THE teenage driver who killed a ten-year-old boy in a hit-and-run crash in York has been locked up for two and a half years.
John Patrick Smith, 18, had previously admitted driving the van that hit Sean Hamilton in Holgate Road a year ago this weekend.
At York Crown Court yesterday Judge Stephen Ashurst told him: “You were driving far too fast – too fast to allow young Sean to react and too fast to give yourself any chance of avoiding him.”
Smith, of Carlton Caravan Site, Carlton, near Selby, bowed his head so low in the dock he was barely visible. He choked back sobs as details of the crash were read out.
Sean was on the way to his home in Linnet Way, Foxwood, York, after a visit to the cinema, when the accident happened, at 8.20pm on October 3 last year.
The court heard Smith was driving the Ford transit van to drop his friend and his cousin off to “see some girls”.
Smith, who had passed his driving test only six months earlier, was driving at 47mph in the 30mph zone and clipped Sean with the side of the van before driving over him.
He then smashed into another car further along the road before he and two passengers climbed out of the van and ran off.
Sean’s sister, Stephanie, 12, who was with Sean when the accident happened, recalled hearing someone shout “leg it” and said she saw Smith look at her younger brother before running off.
Taryn Turner, for Smith, said he left the scene in “blind panic”, not in a “callous act”.
But Judge Ashurst said: “Stephanie Hamilton and her friends instinctively went to do what they could to help Sean, as did other members of the public. In stark contrast, however, your instinct was self preservation. Rather than stop to help, both you and your two passengers simply abandoned your van and ran off into the night.”
Sean, a pupil at Our Lady’s RC Primary School, was treated by paramedics at the scene, but died at York Hospital at 9.55pm, with his family by his side.
Smith handed himself in the following morning at Fulford Road Police Station.
Shaun Dodd, for the Crown Prosecution Service, said Smith originally claimed he was driving at 32mph and described the incident as a “pure accident”. He later admitted the charge of death by careless driving, and separate charges of failing to stop and failing to report the collision.

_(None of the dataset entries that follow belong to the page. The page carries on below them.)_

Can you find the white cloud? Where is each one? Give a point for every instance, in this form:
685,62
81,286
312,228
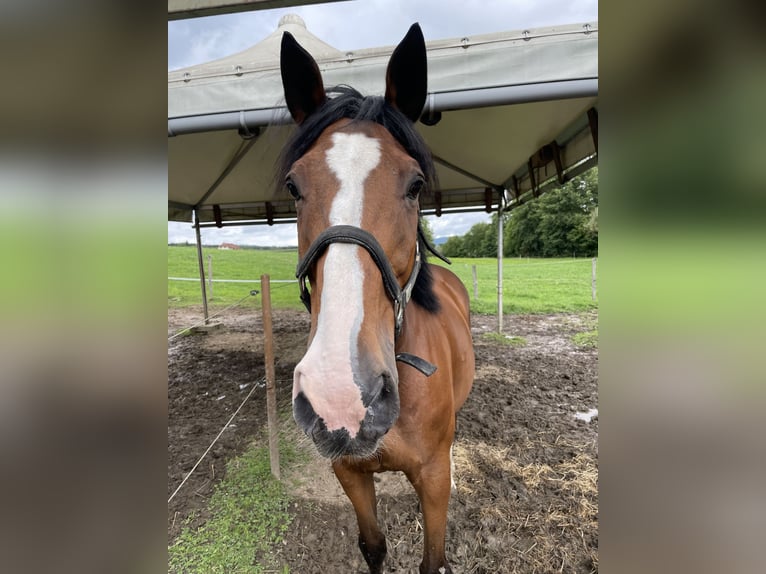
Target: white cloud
356,25
280,235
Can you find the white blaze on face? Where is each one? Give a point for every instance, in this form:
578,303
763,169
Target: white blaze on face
325,374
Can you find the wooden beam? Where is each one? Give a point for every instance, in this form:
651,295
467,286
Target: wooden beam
181,9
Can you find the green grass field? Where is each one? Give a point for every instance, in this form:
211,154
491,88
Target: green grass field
529,285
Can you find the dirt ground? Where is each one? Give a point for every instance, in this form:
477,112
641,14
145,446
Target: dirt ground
526,464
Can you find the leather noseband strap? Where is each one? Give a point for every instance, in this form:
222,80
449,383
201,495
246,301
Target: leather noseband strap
399,295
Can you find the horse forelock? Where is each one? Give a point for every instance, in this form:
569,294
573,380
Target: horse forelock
344,102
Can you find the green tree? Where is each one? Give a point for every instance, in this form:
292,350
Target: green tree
557,224
425,227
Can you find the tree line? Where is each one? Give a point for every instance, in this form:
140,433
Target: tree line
563,222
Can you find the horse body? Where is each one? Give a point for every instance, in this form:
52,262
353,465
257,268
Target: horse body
356,177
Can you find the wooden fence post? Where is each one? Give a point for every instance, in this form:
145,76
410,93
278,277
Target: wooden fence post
593,279
210,273
271,393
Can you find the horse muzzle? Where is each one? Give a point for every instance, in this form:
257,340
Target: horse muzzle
348,423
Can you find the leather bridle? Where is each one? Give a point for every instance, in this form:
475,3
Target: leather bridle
399,295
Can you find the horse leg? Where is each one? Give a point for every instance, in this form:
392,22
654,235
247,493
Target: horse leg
360,489
433,487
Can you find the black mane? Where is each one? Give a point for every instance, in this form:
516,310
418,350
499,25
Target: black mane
346,102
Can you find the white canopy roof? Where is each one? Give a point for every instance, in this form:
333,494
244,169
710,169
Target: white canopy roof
506,101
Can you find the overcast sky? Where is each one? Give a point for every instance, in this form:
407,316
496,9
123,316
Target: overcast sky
353,25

As part of their investigation, police recreated the conditions of the collision, travelling at different speeds. The court heard that, when travelling between 45 and 50mph, officers felt “distinctly uncomfortable” negotiating the stretch of road.
Ms Turner said Smith was now taking anti-depressants. She said: “The depth of this young man’s remorse is evident. He desperately empathises with the family that have lost their child.”
Judge Ashurst said the Hamilton family had been left heartbroken and said a victim statement by Sean’s father, Ronnie, made for “poignant reading”.
He told Smith: “I do not doubt you have been affected emotionally nor do I believe your tearful appearance is just for show. You now accept you created this distressing loss for the Hamilton family and part of your distress is the realisation that you will have to live with this event indefinitely.”
Smith was given a 30-month immediate sentence in a young offenders’ institution for causing death by careless driving. He received a 12-month sentence for failing to stop and another 12-month sentence for failing to report an accident, both to run concurrently.
He was also given a five-year driving ban. At its end he will need to pass an extended test before driving again.